Ne ha per tutti il signor G. nel corso di una intervista esclusiva concessa al solito media partner, Antenna Sud. Accuse a random al ministro dello Sport, Abodi, reo di aver disatteso delle promesse fatte, al sindaco di Taranto definito “Rinaldo Campbell”, reo di aver preparato, a sua insaputa, il piattino della cessione poi fallita all’Apex Capital Global LLC, sino alla “demonizzazione dei “Giochi del Mediterraneo”, definiti “Giochi della distruzione di Taranto”.

Nessun mea culpa, nessuna presa di responsabilità come sempre. Anzi si è definito il presidente del Taranto più vincente della storia. Infine l’annuncio di aver ceduto, ma ancora di ufficiale non vi è nulla, il club a Rinaldo Zerbo, l’attuale direttore generale in pectore, che in realtà sarebbe un altro traghettatore.
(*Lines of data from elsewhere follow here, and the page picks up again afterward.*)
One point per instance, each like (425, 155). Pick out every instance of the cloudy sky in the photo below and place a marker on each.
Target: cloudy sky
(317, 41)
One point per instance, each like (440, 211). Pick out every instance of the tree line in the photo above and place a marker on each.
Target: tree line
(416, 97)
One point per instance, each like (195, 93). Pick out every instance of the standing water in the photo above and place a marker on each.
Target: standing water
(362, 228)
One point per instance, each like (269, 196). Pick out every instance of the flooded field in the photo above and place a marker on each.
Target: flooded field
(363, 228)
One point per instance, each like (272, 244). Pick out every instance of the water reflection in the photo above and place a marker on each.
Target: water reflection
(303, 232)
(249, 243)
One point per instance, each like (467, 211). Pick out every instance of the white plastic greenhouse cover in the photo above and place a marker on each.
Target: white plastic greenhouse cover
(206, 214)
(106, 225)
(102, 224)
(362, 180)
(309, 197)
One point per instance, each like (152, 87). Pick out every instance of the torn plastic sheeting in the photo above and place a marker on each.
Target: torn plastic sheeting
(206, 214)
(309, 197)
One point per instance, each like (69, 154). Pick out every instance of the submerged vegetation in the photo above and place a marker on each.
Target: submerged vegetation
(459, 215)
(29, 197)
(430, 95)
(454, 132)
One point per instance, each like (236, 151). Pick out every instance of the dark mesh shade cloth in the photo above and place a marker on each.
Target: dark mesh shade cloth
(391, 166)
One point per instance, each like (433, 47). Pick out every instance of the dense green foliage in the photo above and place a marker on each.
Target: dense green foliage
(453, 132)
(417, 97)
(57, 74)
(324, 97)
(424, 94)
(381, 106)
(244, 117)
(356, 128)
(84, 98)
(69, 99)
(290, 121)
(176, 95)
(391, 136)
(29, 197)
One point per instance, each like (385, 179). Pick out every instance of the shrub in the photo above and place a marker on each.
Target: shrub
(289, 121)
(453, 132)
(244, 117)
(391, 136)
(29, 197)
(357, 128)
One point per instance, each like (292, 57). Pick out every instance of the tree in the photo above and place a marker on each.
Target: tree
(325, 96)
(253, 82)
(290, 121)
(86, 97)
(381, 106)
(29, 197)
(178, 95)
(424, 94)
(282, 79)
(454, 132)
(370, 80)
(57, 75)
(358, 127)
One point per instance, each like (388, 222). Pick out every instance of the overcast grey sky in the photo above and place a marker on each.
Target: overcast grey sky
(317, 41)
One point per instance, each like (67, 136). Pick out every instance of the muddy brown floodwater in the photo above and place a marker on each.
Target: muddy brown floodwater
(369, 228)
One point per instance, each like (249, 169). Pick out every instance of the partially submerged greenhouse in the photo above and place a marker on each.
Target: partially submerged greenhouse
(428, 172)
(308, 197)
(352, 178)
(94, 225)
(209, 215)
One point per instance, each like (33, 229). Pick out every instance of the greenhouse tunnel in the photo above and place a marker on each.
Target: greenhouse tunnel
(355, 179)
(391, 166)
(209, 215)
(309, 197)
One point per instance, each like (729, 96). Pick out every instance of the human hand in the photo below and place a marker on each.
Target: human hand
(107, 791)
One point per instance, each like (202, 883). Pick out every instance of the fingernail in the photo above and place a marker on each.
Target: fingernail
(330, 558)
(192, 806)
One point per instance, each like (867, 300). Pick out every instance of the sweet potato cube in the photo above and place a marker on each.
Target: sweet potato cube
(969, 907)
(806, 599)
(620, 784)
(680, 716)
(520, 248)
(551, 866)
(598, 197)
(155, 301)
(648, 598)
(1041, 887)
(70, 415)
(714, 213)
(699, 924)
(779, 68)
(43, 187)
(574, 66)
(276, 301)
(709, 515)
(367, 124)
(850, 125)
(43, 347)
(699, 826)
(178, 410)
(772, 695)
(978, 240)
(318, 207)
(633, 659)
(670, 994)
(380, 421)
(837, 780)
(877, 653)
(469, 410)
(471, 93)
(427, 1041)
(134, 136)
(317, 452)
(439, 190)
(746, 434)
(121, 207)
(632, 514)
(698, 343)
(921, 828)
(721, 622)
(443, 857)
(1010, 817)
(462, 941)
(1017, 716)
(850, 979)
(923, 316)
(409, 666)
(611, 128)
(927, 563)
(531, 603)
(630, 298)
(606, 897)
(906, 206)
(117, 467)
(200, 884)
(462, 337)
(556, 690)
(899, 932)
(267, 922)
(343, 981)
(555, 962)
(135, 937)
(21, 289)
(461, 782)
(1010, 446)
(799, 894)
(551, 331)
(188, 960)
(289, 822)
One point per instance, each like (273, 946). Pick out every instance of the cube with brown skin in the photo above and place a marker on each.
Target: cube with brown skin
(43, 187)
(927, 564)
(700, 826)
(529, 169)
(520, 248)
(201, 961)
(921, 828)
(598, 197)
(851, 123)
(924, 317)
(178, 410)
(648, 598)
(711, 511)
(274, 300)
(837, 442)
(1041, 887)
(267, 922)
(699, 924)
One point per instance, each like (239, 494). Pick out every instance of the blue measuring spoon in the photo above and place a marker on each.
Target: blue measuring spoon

L’ex presidente ha, dunque puntato il dito contro le istituzioni e il governo, accusandoli di aver deliberatamente danneggiato il calcio tarantino: “Dopo le rassicurazioni del ministro Abodi, avevo provveduto a iscrivere la squadra al campionato e a costruire un organico competitivo. Ma il governo, per uno sperpero di denaro pubblico, ha deciso di cancellare il Taranto Calcio, il CJ Taranto e le squadre di Statte, Talsano e Massafra”.

Uno dei nodi centrali della crisi è stato l’incendio che ha colpito lo stadio Iacovone e ha costretto la squadra a giocare lontano da casa: “Senza l’incendio, il Taranto avrebbe vinto il campionato in volata. Per due mesi abbiamo giocato ogni tre giorni su campi diversi, ci hanno scippato un sogno. Inoltre, non avremmo dovuto subire 4 punti di penalizzazione. Ci era stato garantito che avremmo potuto disputare anche il successivo campionato allo Iacovone, con la capienza standard, ma così non è stato. Abodi ha distrutto questo sodalizio. Il Taranto, sino ad oggi, è tra le migliori squadre di Lega Pro per la Covisoc: abbiamo ricevuto da loro anche i complimenti. Il club aveva una crisi di liquidità perché, non avendo uno stadio non vi sono ingressi economici”.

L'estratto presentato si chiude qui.